More than 1.5 million people hit the streets, according to state news agency LUSA. The hub of the protest was Lisbon, where 350,000 people walked two miles from Praça Jose Fontana Square to Praça de Espanha Square.
In Porto, the same: more than 100,000 came out to Praça da Liberdade for more than four hours, to show their anger at the conditions resulting from the country’s bailout package from the IMF, the EU and the ECB.
At 6.30pm, in Aveiro, the demographically youngest city in Portugal, a 30-year-old man set fire to himself and then jumped into City Hall. He survived, after being helped by the police and some demonstrators. He has been out of work for more than three years.

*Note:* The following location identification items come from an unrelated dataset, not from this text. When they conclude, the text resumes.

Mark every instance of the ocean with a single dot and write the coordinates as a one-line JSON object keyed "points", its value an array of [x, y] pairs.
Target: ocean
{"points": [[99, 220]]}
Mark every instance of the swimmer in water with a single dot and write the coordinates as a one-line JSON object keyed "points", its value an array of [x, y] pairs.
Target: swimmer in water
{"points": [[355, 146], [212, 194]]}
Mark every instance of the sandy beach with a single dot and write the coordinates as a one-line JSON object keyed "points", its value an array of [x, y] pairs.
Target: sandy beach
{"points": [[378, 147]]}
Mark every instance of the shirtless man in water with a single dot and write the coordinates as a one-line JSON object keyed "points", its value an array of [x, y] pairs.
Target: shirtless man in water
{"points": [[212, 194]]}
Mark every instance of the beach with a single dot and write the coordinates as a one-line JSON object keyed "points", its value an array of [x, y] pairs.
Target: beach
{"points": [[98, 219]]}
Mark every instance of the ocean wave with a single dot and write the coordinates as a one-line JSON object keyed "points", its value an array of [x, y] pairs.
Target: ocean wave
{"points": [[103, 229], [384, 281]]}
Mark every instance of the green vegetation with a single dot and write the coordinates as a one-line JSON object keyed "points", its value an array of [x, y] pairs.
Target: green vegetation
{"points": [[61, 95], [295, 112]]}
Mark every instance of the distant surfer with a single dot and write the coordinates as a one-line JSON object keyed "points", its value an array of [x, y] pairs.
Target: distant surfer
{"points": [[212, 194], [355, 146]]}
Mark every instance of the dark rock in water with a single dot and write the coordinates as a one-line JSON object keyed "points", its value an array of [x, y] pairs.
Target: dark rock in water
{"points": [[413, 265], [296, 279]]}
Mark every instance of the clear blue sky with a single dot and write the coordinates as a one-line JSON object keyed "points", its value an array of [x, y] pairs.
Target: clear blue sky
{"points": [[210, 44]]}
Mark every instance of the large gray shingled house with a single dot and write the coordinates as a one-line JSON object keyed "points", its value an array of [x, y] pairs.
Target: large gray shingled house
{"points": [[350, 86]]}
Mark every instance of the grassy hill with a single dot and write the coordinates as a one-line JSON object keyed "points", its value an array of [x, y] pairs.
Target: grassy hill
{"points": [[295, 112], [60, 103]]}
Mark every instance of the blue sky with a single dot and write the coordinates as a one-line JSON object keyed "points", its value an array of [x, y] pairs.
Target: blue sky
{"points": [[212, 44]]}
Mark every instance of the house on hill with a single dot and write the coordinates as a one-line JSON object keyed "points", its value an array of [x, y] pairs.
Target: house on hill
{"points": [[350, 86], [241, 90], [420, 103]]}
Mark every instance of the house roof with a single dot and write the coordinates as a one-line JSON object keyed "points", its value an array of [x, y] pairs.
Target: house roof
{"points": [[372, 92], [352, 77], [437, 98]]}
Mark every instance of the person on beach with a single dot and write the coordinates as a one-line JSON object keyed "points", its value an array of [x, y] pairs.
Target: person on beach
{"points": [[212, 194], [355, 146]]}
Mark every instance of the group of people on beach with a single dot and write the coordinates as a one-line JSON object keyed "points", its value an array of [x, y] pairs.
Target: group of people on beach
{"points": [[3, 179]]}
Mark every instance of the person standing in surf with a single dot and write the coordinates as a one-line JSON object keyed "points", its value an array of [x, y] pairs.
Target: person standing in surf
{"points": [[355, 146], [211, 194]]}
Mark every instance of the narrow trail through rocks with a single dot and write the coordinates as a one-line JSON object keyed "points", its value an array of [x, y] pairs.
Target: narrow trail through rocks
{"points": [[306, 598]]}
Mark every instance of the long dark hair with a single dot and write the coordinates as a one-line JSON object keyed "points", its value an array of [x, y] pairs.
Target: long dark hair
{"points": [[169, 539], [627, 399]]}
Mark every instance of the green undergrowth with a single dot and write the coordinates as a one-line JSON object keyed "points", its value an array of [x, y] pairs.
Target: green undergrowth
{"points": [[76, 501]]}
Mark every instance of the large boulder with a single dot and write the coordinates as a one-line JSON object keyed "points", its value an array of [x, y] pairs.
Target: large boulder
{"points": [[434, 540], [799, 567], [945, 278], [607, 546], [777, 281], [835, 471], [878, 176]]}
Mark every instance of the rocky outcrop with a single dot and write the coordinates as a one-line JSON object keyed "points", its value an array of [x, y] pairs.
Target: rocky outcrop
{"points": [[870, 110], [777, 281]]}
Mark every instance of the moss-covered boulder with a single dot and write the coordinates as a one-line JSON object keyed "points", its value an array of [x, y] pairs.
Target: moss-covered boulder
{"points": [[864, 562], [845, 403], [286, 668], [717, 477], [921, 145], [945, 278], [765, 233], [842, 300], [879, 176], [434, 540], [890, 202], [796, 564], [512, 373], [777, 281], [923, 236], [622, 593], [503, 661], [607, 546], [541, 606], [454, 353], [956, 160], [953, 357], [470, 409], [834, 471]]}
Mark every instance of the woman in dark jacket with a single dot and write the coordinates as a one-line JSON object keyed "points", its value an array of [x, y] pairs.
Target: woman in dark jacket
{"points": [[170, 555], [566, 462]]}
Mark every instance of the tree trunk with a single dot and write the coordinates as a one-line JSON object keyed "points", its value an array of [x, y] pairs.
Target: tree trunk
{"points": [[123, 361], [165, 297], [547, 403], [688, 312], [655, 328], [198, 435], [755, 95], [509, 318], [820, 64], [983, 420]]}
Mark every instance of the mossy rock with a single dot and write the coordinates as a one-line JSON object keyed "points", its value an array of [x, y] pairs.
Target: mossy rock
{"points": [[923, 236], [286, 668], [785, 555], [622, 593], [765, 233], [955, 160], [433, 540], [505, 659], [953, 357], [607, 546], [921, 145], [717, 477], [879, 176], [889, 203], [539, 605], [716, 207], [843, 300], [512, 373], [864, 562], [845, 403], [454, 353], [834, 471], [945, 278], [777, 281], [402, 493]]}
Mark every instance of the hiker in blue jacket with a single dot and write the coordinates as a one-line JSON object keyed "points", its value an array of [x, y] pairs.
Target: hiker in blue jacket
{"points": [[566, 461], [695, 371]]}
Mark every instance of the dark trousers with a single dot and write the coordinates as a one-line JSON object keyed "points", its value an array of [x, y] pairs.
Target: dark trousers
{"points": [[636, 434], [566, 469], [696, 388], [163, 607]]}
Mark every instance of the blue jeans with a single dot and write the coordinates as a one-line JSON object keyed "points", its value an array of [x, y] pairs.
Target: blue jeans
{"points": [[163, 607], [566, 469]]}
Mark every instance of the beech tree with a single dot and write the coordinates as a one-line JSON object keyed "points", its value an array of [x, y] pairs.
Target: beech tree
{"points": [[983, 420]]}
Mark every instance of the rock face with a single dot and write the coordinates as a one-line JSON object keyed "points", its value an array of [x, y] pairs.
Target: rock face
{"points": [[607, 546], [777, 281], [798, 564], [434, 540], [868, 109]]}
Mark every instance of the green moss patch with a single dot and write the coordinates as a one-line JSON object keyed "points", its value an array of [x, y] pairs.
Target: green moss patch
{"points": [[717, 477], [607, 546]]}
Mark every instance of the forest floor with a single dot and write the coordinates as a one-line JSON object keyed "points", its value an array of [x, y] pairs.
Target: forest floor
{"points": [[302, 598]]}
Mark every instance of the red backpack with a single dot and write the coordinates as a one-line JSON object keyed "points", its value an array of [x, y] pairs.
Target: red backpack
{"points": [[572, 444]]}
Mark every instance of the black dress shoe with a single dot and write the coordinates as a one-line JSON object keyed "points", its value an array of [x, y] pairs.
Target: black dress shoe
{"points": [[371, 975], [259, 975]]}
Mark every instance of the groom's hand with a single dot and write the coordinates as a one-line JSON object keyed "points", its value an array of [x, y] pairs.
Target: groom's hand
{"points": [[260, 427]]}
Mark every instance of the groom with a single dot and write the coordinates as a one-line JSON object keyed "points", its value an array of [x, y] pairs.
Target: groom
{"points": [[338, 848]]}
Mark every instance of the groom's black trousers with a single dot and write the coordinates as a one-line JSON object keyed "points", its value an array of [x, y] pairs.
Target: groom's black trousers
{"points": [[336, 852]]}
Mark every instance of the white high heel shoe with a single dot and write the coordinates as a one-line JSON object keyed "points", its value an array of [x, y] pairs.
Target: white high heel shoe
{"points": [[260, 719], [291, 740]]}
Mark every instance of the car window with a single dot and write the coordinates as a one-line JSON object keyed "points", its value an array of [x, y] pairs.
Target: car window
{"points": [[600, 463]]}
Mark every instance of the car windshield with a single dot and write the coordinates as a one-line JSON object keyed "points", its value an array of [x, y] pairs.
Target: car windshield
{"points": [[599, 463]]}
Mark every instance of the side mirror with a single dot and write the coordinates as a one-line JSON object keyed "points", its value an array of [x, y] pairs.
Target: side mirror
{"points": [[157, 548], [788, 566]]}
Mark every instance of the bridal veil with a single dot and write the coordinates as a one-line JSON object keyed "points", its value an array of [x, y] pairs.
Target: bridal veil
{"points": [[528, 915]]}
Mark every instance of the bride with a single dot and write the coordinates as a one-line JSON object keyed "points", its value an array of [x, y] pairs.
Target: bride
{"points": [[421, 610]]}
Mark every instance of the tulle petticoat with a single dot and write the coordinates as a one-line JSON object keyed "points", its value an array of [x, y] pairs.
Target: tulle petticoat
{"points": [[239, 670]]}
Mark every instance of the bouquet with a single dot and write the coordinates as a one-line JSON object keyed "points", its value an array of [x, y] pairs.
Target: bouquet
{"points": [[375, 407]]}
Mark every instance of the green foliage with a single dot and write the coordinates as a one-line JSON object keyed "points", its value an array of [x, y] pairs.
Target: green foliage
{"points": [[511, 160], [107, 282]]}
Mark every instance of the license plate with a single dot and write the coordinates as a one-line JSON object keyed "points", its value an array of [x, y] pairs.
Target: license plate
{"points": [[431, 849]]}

The Portuguese government is a coalition between two parties: the PSD Social Democratic Party, which leans to the right and which who won the last elections; and the CDS, a former Christian-democratic party, now a neo-con populist group. Last week Passos Coelho, of the PSD, announced he would increase the Social Security tax for workers, while decreasing the same tax for employers, in order to ensure the country meets the fiscal targets of its bailout package. Coelho assured that the CDS knew about the new plan, but CDS leader and Foreign Minister Paulo Portas said that wasn’t the case.
The new Social Security plan guarantees savings of more than €1 billion for big companies, while cutting a full monthly salary for all employees over the year. The main opposition Socialist Party responded by announcing it will vote against the 2013 state budget. Amid all the political chaos, President Aníbal Cavaco Silva called for a meeting of the State Council, the most important group of Portuguese sovereign institutions, which will take place on September 21.
Saturday’s protest is only the first in a series that will continue on September 29, when the major Portuguese union, CGTP, will hold a “fight day” against the government and its policies.